Jenni Brooks 14th December 2018
Christmas is weird. We wait in bed for a man to break into our homes and leave us presents, all in exchange for a glass of milk, a mince pie and maybe a carrot for his favourite reindeer with chronic sinus issues. And that’s not even a tradition we think is strange.
From defecating logs to Welsh rhyming insults, here are six wild traditions and their odd origins. Some you’ll want to be a part of, and others will make you want to vomit. But you can’t blame me. I didn’t invent them. I’m just trying to spread the festive joy.
Gift or Offering?
If you don’t think gift-giving is weird, just wait until you hear about the reason it came about. The giving of presents didn’t actually start through Christmas, but through the Pagan festival of Saturnalia, which celebrated Saturn — the Roman god of agriculture. The Romans believed that every winter the sun lost its power, causing the cold weather. Due to this, they would sacrifice people — including kids and babies — to give the sun its strength back. After this, wax dolls would be given as gifts to commemorate those who had been sacrificed, and wow that’s dark. I’d rather have a box of Quality Street, to be honest.
Likewise, waiting for Santa might not seem that strange a tradition; he is the father of Christmas after all. But just like gift-giving, he has a bleak history. One rumour is that the original Saint Nick, who was actually a bishop at the time, went to an inn and found that the innkeeper had not only slaughtered three little boys, he had pickled their corpses in barrels in the basement. Nicholas caught the innkeeper and brought the boys back to life for good measure, earning him the title of patron saint of children.
Don’t worry, this one isn’t as horrific. In Catalonia, families make a creature out of a log, known as a Caga Tiὀ, which literally translates as “shit log”. Over the Christmas period, kids will fill it with fruit, sweets, chocolate and any other calorific treat they can get their hands on.

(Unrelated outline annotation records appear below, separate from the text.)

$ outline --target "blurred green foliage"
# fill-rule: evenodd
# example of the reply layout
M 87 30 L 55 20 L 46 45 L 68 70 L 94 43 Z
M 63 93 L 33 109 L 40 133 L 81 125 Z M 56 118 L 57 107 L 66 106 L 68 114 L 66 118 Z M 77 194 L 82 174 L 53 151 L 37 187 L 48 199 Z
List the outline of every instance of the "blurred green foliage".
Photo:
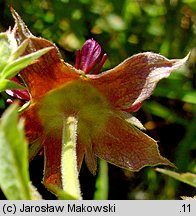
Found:
M 182 58 L 192 50 L 187 66 L 161 81 L 136 115 L 178 172 L 196 173 L 195 0 L 0 0 L 0 31 L 13 26 L 9 5 L 33 34 L 55 42 L 65 61 L 73 65 L 76 49 L 92 37 L 108 54 L 104 69 L 143 51 Z M 3 94 L 1 110 L 5 109 L 5 99 Z M 30 165 L 31 179 L 44 191 L 37 183 L 41 182 L 42 171 L 35 168 L 36 163 L 40 163 L 39 158 Z M 109 199 L 179 199 L 195 194 L 191 187 L 153 168 L 130 173 L 110 165 L 108 175 Z M 105 179 L 103 173 L 102 177 Z M 92 199 L 96 177 L 83 167 L 80 178 L 84 198 Z

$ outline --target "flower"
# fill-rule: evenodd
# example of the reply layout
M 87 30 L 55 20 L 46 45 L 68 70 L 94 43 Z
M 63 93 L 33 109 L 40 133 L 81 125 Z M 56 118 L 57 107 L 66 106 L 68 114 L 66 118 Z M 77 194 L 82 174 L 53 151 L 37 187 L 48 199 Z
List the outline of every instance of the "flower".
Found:
M 12 80 L 12 81 L 14 81 L 14 82 L 16 82 L 18 84 L 21 84 L 21 82 L 19 81 L 19 78 L 17 78 L 17 77 L 13 77 L 10 80 Z M 8 95 L 10 95 L 11 97 L 13 97 L 13 98 L 19 99 L 21 104 L 24 104 L 24 103 L 26 103 L 26 102 L 28 102 L 30 100 L 30 94 L 26 89 L 22 89 L 22 90 L 19 90 L 19 89 L 12 89 L 12 90 L 7 89 L 6 93 Z M 7 99 L 7 102 L 8 103 L 13 103 L 13 100 L 12 99 Z
M 147 165 L 173 165 L 160 155 L 156 141 L 138 128 L 142 127 L 141 123 L 127 111 L 137 111 L 158 81 L 168 77 L 188 57 L 168 60 L 145 52 L 111 70 L 89 74 L 101 57 L 96 41 L 87 40 L 82 51 L 78 51 L 73 67 L 62 60 L 54 44 L 33 36 L 19 15 L 16 12 L 13 15 L 15 37 L 18 43 L 29 39 L 29 53 L 53 47 L 20 72 L 31 95 L 31 103 L 21 117 L 25 119 L 31 156 L 44 147 L 46 187 L 62 187 L 60 159 L 64 116 L 74 116 L 78 120 L 78 170 L 85 159 L 89 170 L 95 174 L 97 157 L 131 171 Z M 99 72 L 105 56 L 95 73 Z

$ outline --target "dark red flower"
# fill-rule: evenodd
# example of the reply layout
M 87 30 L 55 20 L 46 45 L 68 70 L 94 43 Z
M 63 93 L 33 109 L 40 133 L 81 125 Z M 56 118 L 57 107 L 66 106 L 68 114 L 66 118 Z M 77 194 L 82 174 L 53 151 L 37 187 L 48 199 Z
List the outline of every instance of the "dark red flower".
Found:
M 137 111 L 156 84 L 183 65 L 188 57 L 168 60 L 159 54 L 140 53 L 111 70 L 91 75 L 88 73 L 101 57 L 97 42 L 88 40 L 82 51 L 78 51 L 76 67 L 72 67 L 62 60 L 54 44 L 32 36 L 15 12 L 14 17 L 15 37 L 19 43 L 29 39 L 29 53 L 54 47 L 20 72 L 31 95 L 31 104 L 21 117 L 25 119 L 32 156 L 44 146 L 44 184 L 47 187 L 62 187 L 64 116 L 78 119 L 78 170 L 85 159 L 90 171 L 95 173 L 96 157 L 132 171 L 147 165 L 172 165 L 160 155 L 157 142 L 138 129 L 141 126 L 139 121 L 124 111 Z M 102 62 L 104 60 L 100 65 Z

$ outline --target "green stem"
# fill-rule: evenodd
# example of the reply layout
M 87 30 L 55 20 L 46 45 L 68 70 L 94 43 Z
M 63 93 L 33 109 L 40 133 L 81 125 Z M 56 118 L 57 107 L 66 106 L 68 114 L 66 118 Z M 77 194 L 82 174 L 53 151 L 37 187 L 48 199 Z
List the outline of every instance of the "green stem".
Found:
M 61 174 L 65 193 L 73 199 L 82 199 L 76 157 L 77 124 L 78 121 L 73 116 L 64 118 Z

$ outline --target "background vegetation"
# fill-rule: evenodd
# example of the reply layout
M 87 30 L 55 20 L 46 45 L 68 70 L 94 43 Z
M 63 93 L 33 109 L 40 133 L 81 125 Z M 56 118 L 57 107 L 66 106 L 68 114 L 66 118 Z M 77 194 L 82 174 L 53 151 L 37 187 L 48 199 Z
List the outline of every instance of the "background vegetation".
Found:
M 178 167 L 178 172 L 196 173 L 195 0 L 0 0 L 0 31 L 14 24 L 11 5 L 33 34 L 55 42 L 65 61 L 73 65 L 76 49 L 92 37 L 108 54 L 104 69 L 143 51 L 182 58 L 193 50 L 187 67 L 161 81 L 135 115 L 147 133 L 159 141 L 162 155 Z M 7 107 L 6 98 L 6 94 L 1 94 L 1 113 Z M 99 198 L 95 193 L 99 185 L 96 180 L 107 182 L 107 176 L 109 191 L 102 198 L 179 199 L 181 195 L 196 193 L 192 187 L 157 173 L 154 168 L 131 173 L 112 165 L 108 171 L 105 164 L 101 167 L 101 175 L 95 177 L 85 165 L 82 167 L 84 199 L 93 199 L 94 195 Z M 38 155 L 30 163 L 30 175 L 45 199 L 55 198 L 41 184 L 43 156 Z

On Christmas Eve, they will sing a song, basically commanding it to shit out gifts. When that fails, they beat the shit out of it. This glorious tradition has thought to have origins in a time when heating wasn’t a thing, so fireplaces were really important. After the treats were eaten, Caga Tiὀ would be burnt. So, he was just used for his sweets before being cast aside. We’ve all been there, buddy.
What’s the traditional nativity? Mary, Joseph, Baby Jesus, the three wise men? You forgot the man taking a dump in the corner! Shit seems to be a theme in Catalan Christmas traditions, and a defecating man takes pride of place, alongside with the rest of the nativity scene. The reason isn’t to be offensive but rather a sign of good luck and fertility. People were also a lot less self-conscious in those days. I mean, they didn’t have toilets, so they probably had to be. I think that this Catalan tradition is much more realistic than our picturesque and prudish equivalents, and if having a shitting man on your mantelpiece isn’t fucking liberating I don’t know what is. Shit’s got power, people.
Kentucky Fried Christmas
In Japan, Christmas isn’t celebrated. That didn’t stop The Colonel though. In 1974, a festive marketing campaign was launched, entitled Kentucky for Christmas, and it was preposterously successful. Christmas Eve is the busiest time for KFC in Japan, as families flood the restaurants for their festive meal. To be honest, I know many people who could get on board with this. Turkey is so dry and rarely comes in a popcorn format.
The Insulting Horse
I’ve saved the best for last; this is not a matter of opinion, it is fact. A very old tradition from Wales is to go to people’s houses with a decorated horse skull and partake in an adult version of trick or treat. If you didn’t already know, this involves singing the first verse of the traditional folk song the Mari Lwyd and then following it up with a second verse of rhyming insults.
The host takes on the guests, like some crazy Welsh rap battle. This usually involves mocking each other’s appearance, drunkenness and singing abilities, and if the guests win, they are allowed in the house to eat cake and drink ale. The origins of this genius tradition are unclear, but it could be said to commemorate the journey Mary took to Bethlehem, when Joseph and Mary famously spat tight bars all over fool-ass innkeepers who had overbooked for Christmas.
Have a nice Christmas. And for the love of God, please try out the Mari Lwyd, and try not to shit on anyone’s mantelpiece.